Toys R Us' likely liquidation will have a ripple effect
By JOSEPH PISANI and ANNE D'INNOCENZIO, AP Retail Writers
NEW YORK (AP) — The likely liquidation of Toys R Us, the nation's largest independent toy seller, could add stress for the companies that make toys and games, and mean changes for the owners of the strip malls where most of its stores are.
Not to mention its impact on more than Toys R Us's 30,000 U.S. workers Here's a look.
WHAT HAPPENS TO TOY MAKERS?
Toy companies, both big and small, will lose a place to test new toys. Toys R Us was a launchpad for emerging trends and toys, such as ZhuZhu Pets, which were the must-have holiday toy in 2008. "Toys R Us was known as an incubator," said Jim Silver, editor-in-chief of toy review site TTPM.com. The toy makers will also have to find new places to sell their goods. The bigger toy makers — Hasbro and Mattel — will likely hurt at first, but then find their footing at Walmart, Target and Amazon, says Richard Gottlieb, a consultant at Global Toy Experts.
Toys R Us accounts for about 11 percent of Mattel's annual sales and about 9 percent of Hasbro's annual volume, analysts estimate. Both have posted lackluster financial results of late, and there was talk last year about the possibility of a merger between them.

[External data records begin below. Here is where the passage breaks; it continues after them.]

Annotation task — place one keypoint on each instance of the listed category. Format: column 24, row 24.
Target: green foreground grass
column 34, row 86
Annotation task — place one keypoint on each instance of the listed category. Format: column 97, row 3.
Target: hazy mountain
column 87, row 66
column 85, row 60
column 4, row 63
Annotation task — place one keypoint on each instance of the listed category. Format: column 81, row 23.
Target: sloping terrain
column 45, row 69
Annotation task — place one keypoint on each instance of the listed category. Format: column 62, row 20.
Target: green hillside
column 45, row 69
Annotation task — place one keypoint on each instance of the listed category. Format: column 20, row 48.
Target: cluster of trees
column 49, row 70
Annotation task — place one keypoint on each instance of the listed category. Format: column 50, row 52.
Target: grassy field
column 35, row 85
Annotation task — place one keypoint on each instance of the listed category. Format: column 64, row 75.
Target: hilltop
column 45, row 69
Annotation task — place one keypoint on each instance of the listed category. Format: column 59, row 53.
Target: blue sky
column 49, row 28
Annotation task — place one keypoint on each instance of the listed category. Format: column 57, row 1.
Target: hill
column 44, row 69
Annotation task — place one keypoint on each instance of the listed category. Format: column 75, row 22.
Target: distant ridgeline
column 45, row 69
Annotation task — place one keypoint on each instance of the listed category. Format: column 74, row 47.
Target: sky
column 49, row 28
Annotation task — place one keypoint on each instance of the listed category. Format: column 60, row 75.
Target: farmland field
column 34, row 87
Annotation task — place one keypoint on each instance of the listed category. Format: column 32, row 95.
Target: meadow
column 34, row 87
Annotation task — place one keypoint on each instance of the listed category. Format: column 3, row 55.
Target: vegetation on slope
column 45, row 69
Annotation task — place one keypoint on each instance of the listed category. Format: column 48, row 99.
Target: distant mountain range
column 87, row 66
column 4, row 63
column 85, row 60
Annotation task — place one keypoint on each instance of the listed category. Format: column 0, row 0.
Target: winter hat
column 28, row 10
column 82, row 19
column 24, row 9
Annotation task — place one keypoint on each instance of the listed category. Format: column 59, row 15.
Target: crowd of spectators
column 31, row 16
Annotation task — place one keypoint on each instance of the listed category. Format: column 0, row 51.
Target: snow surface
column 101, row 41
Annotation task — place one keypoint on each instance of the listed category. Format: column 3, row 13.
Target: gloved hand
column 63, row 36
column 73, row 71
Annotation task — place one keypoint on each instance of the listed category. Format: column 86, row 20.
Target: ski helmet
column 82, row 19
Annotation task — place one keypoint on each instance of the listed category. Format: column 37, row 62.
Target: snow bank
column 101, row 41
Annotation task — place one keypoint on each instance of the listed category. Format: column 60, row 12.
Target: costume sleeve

But smaller toy companies will have a harder time. Silver believes they will be hurt more than Mattel Inc. and Hasbro Inc. since Toys R Us could account for up to 40 percent of their overall business. And big stores, such as Walmart and Target, are less likely to sell smaller brands because they have less space to sell toys. Stephanie Wissink, a toy analyst at Jefferies, wrote in a recent note that small companies will explore selling themselves to survive. She thinks that Hasbro and Mattel will be best positioned to add more small- to medium-sized toy makers to their portfolios.
WHAT HAPPENS TO THE REAL ESTATE?
Real estate executives offer different opinions on whether landlords can easily fill the holes at the strip centers where most of the Toys R Us locations are.
Given the chain's issues, the closings aren't a shock to landlords, and they've already been trying to line up possible tenants to replace Toys R Us over the past few months, said Katy Welsh, a senior vice president at the southern Florida division of the commercial real estate brokerage firm Colliers International. Welsh says she's been working with a number of companies like Glowzone, an entertainment park, and Lucky Markets, which offers beer tastings in its stores, which would be interested in taking some of the spaces nationwide.
"You have to look at this as an opportunity to reposition that store," she said.
But Suzanne Mulvee, director of research for CoStar, a real estate research firm, says that 51 percent, or 450 Toys R Us's stores are in shopping centers considered low-quality. So landlords could struggle to replace them with tenants at similar rates — or worse, they could remain vacant, she says. She says she also believes that matching the size of the box, which average about 30,000 square feet, could be difficult as well.
"The sweet spot seems to be boxes that are under 25,000 square feet, " she says. WHAT HAPPENS TO THE BRAND?
Toys R Us, as a well-known and long-lasting brand, may yet have a future — the company even quoted its classic jingle in its bankruptcy filings. And other seemingly dead retailers have a way of coming back to life. American Apparel, which closed all its stores last year after filing for bankruptcy, was revived by another company as an online-only clothing store. FAO Schwarz, which Toys R Us once owned, is opening shops inside department stores in the U.S. and China. And Sharper Image, which also shut its stores, now sells gadgets online and opened a New York pop-up shop during the holidays last year.